Jimmyboy wanted to buy me a drink at a speak down the block but I begged off, saying I had a ladyfriend waiting. I promised to take him up on the offer in a day or two.
I repacked my bag and took fifty dollars from the cash Brenda Marie kept in her desk. Then wrote a note: I had a lead on Buck and Russell and was sorry to go like this but I had to catch the next train. I owed her more than the money and I’d be back as soon as I could and blah blah blah.
I folded the note and propped it against the radio in the living room. Then went out and turned the lock and slipped the key under the door. Then went to the station and bought a ticket and read magazines and drank coffee until my train boarded and then chugged off into the darkness.
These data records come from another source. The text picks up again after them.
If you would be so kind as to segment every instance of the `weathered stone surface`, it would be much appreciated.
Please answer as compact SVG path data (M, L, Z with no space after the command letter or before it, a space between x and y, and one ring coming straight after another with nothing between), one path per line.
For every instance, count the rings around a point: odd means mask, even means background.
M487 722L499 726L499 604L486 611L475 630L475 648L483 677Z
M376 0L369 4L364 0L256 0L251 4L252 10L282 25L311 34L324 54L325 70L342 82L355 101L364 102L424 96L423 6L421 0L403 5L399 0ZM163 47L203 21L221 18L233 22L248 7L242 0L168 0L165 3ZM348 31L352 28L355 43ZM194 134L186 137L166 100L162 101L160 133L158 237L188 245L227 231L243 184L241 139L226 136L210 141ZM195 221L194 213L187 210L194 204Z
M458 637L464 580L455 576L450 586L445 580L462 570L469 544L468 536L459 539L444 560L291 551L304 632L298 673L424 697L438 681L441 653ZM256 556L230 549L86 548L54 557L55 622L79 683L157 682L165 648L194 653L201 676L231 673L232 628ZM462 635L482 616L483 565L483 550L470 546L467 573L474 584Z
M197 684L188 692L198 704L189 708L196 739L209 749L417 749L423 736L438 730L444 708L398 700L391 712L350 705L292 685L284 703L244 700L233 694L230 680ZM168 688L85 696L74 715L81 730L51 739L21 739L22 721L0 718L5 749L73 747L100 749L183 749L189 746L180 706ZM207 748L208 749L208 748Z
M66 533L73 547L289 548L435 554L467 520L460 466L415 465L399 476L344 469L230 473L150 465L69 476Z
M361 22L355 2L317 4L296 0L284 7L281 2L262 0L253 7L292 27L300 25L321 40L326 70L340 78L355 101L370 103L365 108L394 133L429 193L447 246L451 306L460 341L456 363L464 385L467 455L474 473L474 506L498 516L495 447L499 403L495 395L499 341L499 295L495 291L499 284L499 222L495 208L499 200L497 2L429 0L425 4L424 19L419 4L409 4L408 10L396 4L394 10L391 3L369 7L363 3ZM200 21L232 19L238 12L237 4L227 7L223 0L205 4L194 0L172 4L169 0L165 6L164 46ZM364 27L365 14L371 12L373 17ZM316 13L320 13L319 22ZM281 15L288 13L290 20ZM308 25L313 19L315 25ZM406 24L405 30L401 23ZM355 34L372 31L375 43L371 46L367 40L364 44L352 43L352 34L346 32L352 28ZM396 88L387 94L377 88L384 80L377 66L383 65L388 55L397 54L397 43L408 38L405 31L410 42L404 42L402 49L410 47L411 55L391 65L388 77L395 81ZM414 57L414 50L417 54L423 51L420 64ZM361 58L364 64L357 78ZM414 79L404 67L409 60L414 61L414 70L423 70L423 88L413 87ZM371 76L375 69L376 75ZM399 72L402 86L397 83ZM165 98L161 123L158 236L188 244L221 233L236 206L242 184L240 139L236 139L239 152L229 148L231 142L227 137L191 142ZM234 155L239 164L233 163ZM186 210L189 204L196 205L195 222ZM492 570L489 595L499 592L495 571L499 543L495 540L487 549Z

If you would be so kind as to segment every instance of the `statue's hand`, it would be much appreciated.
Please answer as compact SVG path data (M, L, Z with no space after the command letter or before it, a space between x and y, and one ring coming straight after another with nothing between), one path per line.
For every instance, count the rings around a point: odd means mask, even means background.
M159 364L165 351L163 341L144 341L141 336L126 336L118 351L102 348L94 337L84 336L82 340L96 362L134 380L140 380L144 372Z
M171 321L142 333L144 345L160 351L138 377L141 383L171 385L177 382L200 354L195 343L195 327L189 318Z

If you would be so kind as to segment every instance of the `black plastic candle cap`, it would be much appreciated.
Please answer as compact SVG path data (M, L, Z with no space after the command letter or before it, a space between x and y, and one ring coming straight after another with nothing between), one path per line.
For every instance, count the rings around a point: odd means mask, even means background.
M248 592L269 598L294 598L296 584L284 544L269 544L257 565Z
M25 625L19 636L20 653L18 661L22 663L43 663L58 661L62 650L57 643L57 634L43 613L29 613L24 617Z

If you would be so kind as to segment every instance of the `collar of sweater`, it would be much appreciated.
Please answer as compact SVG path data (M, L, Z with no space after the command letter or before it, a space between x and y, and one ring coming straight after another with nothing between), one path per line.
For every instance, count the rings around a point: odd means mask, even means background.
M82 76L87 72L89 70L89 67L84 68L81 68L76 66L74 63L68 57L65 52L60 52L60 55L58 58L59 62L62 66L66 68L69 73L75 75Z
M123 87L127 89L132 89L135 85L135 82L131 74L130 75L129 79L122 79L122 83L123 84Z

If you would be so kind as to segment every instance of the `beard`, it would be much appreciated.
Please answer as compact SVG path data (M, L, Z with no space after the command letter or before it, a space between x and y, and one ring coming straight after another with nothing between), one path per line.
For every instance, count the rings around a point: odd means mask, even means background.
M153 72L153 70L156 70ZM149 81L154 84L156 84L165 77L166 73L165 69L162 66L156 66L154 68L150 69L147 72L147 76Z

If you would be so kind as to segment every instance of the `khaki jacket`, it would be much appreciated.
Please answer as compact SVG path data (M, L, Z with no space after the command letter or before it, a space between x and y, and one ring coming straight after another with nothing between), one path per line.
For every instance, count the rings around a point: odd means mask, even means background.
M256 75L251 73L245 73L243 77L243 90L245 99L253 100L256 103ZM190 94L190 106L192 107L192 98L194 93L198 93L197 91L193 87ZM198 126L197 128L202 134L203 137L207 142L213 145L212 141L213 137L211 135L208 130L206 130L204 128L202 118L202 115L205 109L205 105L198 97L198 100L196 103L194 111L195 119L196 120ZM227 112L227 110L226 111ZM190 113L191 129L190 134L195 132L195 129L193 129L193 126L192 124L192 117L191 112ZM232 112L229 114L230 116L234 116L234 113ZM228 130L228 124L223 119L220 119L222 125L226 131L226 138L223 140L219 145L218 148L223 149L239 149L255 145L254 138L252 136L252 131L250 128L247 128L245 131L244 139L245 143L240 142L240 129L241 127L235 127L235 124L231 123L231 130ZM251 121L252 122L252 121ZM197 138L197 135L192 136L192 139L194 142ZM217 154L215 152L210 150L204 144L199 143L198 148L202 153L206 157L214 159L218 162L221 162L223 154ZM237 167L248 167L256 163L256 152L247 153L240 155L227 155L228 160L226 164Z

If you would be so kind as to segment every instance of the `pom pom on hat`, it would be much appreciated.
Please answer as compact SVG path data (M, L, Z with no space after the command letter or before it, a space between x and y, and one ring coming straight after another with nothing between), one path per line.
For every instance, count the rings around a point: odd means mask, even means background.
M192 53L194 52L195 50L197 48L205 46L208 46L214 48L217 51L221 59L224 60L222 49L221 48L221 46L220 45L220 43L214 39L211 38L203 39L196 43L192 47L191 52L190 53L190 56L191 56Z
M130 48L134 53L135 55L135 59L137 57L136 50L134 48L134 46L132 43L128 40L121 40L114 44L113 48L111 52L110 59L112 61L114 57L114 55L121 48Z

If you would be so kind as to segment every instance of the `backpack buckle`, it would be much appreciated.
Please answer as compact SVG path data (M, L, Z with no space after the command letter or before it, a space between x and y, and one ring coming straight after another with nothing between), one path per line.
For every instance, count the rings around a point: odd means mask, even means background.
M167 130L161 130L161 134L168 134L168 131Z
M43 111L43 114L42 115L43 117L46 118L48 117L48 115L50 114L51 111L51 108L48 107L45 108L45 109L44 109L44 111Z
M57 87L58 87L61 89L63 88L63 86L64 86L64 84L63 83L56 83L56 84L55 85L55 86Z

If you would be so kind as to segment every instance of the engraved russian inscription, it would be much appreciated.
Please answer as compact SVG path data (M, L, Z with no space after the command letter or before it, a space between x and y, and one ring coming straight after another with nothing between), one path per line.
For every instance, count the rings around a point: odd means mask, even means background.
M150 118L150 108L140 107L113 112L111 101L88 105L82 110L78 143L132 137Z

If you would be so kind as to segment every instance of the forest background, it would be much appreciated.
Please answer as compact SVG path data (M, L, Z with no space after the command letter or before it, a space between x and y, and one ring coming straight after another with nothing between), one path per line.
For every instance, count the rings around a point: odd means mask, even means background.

The sign for Star’s filling station stood atop a high pole and was visible from the front steps of the depot. The late-morning sun was warm and I walked down the street with the Gladstone in hand and my suit jacket slung over my shoulder. The building was fronted by a row of gasoline pumps, its windows dust-coated, its sideboards paint-peeling and warped. A mechanic was bent over the open hood of a Model T at the far end of the lot. Across the street was a small grocery where a man in an apron stood in the door and watched me.
A little bell tinkled over the door when I went in. A husky sandy-haired guy with a toothpick in his mouth sat behind the counter reading an adventure magazine. He looked at me over his reading glasses and then out at the pumps to see if I had a car waiting for gas. He had a drinker’s face—puffy bloodshot eyes, his nose and cheeks webbed with red veins.
“If you selling something, boy, save your breath.”
“You Mr. Miller?”
“Mr. Faulk.”
“There a fella named Miller around here?”
“Sometimes.”
“Where can I find him?” I said.
He rolled the toothpick from one side of his mouth to the other. “What you want with him?”
“I got business with him.”
“What business is that?”
“Private business. Look mister, just tell me where I can find him.”